Pumping up Pacific plankton
By Terry O’Neill
|Canwest News Service photo of Haida Gwaii
Save the seas and cut global warming at the same time? Planktos says it’s feasible, but its plan hinges on eco-sensitive corporations, individuals and governments paying the company to spread the iron dust in the ocean to offset their greenhouse-gas producing activities elsewhere. But while the company and its European subsidiary, KlimaFa (which specializes in reforestation), churn out press releases promoting their carbon-offset work, critics say the company’s science and business plan are both questionable.

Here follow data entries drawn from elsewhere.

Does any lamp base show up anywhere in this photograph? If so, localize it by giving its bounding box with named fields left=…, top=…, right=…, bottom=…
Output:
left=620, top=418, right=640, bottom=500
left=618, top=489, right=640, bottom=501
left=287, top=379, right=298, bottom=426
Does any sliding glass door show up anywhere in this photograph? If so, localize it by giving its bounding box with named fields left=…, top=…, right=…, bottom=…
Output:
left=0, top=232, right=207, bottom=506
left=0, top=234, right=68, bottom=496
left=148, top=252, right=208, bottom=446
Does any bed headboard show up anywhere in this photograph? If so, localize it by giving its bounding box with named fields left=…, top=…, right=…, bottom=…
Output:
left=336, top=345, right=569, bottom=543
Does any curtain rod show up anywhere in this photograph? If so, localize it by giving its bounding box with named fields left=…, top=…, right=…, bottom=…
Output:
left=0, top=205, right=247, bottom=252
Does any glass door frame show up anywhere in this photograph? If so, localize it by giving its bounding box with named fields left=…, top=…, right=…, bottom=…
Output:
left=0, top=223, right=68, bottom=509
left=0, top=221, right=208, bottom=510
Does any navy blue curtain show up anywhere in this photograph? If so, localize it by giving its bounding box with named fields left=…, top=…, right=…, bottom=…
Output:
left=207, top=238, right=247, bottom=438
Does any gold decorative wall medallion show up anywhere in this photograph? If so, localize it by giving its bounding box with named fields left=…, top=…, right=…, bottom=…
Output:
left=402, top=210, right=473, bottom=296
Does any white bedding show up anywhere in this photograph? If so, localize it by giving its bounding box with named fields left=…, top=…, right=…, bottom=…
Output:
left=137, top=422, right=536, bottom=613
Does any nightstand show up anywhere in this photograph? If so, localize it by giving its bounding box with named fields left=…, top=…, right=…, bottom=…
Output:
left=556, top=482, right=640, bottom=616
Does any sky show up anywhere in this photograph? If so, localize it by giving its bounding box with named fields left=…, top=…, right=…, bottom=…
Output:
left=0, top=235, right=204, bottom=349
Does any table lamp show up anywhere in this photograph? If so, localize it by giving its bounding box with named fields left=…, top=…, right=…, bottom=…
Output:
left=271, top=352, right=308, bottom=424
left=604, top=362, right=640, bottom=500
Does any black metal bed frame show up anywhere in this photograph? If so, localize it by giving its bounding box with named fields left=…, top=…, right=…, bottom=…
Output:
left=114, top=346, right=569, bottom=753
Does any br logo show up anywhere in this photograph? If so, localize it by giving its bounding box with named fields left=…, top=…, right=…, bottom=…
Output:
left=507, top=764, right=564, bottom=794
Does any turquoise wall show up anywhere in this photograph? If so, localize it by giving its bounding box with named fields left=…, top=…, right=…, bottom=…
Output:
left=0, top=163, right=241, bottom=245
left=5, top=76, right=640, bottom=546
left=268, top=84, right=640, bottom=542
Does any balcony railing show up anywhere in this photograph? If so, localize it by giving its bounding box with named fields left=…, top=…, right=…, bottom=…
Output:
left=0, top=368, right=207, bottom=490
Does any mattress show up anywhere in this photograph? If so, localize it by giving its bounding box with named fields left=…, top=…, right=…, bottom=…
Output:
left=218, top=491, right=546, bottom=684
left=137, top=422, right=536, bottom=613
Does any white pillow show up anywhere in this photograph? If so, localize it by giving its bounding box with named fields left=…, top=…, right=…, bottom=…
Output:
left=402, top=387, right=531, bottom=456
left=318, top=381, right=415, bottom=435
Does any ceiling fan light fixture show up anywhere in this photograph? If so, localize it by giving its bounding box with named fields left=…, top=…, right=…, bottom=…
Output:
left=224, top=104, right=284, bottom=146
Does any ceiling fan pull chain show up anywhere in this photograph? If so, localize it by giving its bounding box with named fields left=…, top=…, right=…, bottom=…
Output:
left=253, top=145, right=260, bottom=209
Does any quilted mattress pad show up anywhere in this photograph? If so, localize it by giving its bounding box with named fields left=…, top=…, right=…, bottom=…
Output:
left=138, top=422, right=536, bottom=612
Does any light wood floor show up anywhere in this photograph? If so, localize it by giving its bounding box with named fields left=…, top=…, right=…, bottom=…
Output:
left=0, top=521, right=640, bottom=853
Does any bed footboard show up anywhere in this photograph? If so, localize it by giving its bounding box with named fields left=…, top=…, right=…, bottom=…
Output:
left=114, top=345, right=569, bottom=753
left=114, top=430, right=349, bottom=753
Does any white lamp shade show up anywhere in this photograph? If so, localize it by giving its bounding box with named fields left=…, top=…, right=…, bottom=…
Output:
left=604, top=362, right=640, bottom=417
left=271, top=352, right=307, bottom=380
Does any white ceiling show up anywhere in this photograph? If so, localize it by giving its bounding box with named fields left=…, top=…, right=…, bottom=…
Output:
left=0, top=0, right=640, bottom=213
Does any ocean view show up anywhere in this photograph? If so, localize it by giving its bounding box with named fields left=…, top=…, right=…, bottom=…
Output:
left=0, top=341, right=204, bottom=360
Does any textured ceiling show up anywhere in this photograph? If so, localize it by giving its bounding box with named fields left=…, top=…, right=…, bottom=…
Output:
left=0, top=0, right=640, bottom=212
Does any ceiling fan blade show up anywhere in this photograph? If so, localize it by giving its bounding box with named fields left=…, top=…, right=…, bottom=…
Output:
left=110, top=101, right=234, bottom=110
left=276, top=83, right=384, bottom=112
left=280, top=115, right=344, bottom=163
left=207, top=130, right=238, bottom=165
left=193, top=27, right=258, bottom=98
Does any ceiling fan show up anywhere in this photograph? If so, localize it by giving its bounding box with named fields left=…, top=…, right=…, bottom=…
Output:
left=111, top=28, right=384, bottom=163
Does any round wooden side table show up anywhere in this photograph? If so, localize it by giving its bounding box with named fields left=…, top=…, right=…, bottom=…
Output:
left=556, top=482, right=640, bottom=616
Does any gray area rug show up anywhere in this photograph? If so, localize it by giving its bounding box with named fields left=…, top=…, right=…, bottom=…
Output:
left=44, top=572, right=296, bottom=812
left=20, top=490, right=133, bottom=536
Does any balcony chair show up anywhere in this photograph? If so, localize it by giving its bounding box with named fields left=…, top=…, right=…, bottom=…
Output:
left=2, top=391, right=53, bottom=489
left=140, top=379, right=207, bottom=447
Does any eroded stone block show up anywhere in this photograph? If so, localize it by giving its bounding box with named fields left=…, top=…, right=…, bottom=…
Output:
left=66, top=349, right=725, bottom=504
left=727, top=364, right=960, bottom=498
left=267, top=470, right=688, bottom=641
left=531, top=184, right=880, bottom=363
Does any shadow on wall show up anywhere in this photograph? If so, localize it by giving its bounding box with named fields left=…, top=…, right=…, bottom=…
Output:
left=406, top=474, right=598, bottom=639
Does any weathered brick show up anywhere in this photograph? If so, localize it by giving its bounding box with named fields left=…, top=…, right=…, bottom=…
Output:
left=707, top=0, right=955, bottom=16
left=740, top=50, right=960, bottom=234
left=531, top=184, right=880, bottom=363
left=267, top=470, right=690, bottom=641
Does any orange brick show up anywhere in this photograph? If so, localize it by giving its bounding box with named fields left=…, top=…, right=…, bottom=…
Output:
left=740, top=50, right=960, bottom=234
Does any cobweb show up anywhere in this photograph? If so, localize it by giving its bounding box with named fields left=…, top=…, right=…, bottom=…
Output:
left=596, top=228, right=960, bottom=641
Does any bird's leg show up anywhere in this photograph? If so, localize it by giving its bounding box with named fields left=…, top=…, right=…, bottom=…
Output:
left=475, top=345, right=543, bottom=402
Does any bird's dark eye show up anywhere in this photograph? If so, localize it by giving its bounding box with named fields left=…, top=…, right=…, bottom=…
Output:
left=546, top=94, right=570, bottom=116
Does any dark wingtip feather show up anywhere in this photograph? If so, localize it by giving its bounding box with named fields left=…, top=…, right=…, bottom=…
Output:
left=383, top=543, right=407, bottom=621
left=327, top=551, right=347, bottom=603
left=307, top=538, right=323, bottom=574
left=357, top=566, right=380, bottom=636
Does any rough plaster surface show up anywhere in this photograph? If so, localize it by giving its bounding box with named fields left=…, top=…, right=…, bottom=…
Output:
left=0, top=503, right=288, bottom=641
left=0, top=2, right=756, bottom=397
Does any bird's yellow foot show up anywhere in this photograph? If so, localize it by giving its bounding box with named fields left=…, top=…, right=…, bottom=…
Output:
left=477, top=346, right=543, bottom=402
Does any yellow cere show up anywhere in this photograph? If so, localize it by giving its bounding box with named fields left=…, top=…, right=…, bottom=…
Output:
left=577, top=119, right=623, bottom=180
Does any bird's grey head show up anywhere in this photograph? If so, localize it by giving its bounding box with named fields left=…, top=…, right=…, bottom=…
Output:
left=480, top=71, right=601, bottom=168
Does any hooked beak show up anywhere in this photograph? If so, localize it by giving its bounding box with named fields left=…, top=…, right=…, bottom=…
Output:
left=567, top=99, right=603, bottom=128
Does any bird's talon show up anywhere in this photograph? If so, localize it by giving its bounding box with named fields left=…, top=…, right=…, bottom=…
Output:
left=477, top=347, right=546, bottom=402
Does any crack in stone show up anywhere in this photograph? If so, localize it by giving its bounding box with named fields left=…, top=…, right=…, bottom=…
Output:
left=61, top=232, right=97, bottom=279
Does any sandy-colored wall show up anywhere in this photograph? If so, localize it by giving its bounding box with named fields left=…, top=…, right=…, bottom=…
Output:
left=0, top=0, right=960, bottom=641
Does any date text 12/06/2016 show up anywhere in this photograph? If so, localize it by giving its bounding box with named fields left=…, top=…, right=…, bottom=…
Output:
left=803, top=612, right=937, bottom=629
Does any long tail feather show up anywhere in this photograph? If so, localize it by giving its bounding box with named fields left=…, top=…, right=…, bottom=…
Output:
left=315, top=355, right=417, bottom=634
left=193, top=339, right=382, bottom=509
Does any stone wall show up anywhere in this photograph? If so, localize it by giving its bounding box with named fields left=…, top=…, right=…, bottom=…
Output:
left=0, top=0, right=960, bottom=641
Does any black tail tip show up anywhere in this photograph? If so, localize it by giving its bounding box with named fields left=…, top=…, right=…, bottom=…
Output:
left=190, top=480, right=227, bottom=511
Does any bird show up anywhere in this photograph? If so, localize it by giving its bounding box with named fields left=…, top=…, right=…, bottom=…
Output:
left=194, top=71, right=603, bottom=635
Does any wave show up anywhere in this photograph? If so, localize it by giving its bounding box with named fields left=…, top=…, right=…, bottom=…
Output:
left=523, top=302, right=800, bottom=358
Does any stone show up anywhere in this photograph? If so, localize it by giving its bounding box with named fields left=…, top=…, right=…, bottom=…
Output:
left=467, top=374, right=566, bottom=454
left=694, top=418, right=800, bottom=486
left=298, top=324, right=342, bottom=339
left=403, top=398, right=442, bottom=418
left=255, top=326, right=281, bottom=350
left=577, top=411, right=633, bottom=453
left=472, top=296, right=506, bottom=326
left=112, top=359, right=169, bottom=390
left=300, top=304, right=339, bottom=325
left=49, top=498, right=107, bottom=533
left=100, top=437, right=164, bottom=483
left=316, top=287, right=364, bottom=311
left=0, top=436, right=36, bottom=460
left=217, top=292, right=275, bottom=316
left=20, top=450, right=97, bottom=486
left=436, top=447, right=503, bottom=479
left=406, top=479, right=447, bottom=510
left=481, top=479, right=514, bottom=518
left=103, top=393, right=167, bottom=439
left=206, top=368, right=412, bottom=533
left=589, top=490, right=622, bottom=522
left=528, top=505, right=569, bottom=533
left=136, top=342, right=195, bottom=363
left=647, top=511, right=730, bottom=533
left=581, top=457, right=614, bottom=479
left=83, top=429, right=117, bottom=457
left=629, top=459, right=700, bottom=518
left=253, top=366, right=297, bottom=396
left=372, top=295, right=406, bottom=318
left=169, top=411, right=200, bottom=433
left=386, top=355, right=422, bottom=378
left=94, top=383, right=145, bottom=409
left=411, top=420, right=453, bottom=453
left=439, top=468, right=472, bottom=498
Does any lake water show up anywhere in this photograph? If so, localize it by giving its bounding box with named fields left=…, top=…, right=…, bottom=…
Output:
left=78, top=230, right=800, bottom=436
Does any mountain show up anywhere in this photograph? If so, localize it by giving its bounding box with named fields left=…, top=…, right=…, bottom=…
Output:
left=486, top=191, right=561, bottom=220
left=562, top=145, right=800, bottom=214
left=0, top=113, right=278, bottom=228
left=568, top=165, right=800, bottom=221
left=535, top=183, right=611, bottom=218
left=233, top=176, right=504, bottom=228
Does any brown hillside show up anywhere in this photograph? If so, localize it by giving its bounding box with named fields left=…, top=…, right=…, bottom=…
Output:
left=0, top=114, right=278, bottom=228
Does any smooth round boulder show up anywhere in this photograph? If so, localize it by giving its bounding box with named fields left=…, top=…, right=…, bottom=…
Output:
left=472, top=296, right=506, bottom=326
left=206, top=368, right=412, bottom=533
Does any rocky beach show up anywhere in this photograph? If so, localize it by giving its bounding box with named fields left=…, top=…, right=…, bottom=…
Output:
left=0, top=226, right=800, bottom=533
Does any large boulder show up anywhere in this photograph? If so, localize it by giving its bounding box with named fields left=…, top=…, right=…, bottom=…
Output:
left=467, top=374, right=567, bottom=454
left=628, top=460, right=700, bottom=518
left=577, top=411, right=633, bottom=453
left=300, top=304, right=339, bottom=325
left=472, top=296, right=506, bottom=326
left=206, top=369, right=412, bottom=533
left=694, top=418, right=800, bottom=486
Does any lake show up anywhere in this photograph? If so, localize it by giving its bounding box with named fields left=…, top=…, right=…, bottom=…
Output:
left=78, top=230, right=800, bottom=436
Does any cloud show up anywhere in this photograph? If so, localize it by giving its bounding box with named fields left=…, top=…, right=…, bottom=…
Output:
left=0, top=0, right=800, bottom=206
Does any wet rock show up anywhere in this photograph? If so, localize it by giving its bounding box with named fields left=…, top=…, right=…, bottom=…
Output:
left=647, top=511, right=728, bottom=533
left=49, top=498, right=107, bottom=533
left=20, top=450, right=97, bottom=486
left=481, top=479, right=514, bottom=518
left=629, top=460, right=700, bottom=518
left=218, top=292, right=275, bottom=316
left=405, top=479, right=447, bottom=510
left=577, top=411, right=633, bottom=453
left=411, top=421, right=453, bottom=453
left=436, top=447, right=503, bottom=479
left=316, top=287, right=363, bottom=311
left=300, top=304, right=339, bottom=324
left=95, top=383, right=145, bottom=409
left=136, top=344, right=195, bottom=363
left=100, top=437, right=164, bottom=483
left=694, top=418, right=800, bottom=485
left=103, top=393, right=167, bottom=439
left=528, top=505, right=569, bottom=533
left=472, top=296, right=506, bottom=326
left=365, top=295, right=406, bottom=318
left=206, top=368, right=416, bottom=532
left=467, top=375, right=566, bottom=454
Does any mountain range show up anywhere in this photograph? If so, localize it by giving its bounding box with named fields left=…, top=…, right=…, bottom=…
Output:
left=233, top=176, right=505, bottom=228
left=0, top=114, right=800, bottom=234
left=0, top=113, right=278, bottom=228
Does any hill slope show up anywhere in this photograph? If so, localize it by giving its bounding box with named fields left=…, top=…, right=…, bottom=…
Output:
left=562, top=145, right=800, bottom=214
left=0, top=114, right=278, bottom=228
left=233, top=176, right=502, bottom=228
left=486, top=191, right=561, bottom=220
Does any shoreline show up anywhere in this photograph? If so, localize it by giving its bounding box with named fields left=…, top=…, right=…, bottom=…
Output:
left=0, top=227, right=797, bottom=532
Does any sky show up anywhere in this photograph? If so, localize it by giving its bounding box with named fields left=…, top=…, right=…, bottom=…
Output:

Shares of the company were trading on the risky OTC Bulletin Board in the (US) $1.30 range in mid-July, compared to eight cents last fall. Critics have noted that Skalbania was charged in 1997 and ultimately found guilty of stealing $100,000 from an investor. He was also involved in several stock-market ventures of dubious integrity.
The centerpiece of Planktos’ activities is a ship called the Weatherbird II, which sailed from Washington, D.C. last spring but by mid-summer was still in Florida taking on 10 tons of iron, along with supplies and scientific equipment to ready itself its test-run “voyage of recovery” to the South Pacific. “Our real goal this year, more than any of the business experiments,” spokesman David Kubiak says, “is to try to get some public awareness, to put plankton right up their with penguins and polar bears, the poster kids of planetary distress.”
Stirring words, but they’re largely falling on deaf ears among environmentalists. "This is an irresponsible and unpredictable venture by purely profit-driven individuals," Elizabeth Bravo, of Accion Ecologica of Ecuador, said earlier this year. "It threatens our climate, our marine environment and the sovereignty of our fisherfolk and it should be stopped."
Nevertheless, the acting leader of the B.C. Green Party, Christopher Bennett, says he is intrigued by the Planktos plan. “My gut reaction is that polluting the ocean can’t be the way to clean the ocean or the planet,” he says. “But I’m open to new ideas.” In the meantime, he’s calling for the formation of a voluntary association to assess all companies’ environmental claims.
“Based on my own experience over the last two to three years,” says the former corporate public-relations consultant, “30-40 per cent of businesses are making claims about their environmental record that are false, that are probably not entirely accurate at all.”
Will Planktos end up in this group? Only the plankton know for sure.